On back roads the Suzuki's suspension showed up rather better
than it did on main roads. On smooth motorways the odd bump seemed
to produce a painful jar, but once the suspension was working
on undulating and bumpy lanes the Suzuki was far more comfortable
to ride, and displayed a capacity for soaking up really nasty-looking
holes without passing the jolt to the rider.
The 500 Suzuki has remained virtually unchanged for most of its
six-year life, and probably owes its present existence solely
to the American AMA racing regulations. It has a very fine reputation
for reliability and strength, and a string of major Production
All this well proven product is worth a second look: the enviable
stability of the machine has ensured that all the results of the
"early sorting out" have been incorporated for years,
and the customer can purchase a really well proven all round machine
without the blandishments of instant redesign every year.

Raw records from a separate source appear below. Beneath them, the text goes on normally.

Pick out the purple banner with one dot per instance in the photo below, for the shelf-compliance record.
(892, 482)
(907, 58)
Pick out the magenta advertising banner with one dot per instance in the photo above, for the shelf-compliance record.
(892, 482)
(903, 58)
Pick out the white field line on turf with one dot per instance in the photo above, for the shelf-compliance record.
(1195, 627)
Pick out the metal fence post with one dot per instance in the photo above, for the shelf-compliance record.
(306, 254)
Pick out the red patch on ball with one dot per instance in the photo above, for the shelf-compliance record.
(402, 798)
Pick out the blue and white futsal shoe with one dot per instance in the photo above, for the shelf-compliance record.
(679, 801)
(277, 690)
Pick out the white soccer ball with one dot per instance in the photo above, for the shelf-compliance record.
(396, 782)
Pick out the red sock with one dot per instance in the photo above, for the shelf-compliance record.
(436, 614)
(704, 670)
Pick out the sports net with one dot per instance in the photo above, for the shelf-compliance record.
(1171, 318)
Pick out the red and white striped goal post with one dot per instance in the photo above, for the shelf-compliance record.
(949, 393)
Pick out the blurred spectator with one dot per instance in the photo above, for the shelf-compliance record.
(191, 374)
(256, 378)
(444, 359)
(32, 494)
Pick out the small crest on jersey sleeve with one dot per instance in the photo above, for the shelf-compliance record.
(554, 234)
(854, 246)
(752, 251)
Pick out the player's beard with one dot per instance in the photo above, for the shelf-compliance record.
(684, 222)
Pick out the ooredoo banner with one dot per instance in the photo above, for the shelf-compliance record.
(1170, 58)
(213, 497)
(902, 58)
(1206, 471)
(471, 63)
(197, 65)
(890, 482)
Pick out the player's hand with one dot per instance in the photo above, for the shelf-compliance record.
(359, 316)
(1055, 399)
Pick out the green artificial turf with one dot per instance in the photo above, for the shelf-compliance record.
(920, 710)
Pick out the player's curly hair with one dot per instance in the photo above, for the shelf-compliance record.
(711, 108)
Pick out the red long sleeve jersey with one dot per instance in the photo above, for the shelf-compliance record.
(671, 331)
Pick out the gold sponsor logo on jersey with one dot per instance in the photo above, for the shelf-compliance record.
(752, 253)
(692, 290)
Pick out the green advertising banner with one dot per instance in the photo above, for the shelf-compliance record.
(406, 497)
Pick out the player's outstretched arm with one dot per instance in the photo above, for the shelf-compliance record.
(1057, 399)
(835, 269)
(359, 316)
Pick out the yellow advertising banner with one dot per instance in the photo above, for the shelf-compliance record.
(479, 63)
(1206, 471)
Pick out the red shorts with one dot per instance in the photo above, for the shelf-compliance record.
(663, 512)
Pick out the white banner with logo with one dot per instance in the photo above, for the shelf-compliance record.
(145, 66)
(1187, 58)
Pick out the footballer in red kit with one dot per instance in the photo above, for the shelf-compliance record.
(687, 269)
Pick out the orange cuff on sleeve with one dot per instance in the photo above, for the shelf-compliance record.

Unfortunately six years is a long time, and the new round of 350
machines have the T500 taped. Suzuki's own 380 undersells. out
accelerates and out handles the T500. Yamaha's RD 350 will do
the same, and Suzuki's 550 three concedes only too much weight
to the older twin.
Yet all these comparisons can do little to disguise the fact that
the T500 twin will do almost everything that one would want from
a motorcycle, and has been really well proved and not subjected
to yearly replacements like so many others from Japan. The simplicity
of the two stroke twin is a real advantage. Now that the T500
has sat back on it's laurels it will be shortly replaced by a
far more complicated and expensive beast that will require far
longer to deal with when something goes wrong. The T500 may well
be a visitor left over from the 60's but it fills a real slot
in the market. Dated now, but with a friendly rugged character,
the T500 is likely to continue to appeal to a sizeable group of
motorcyclists for quite a while yet.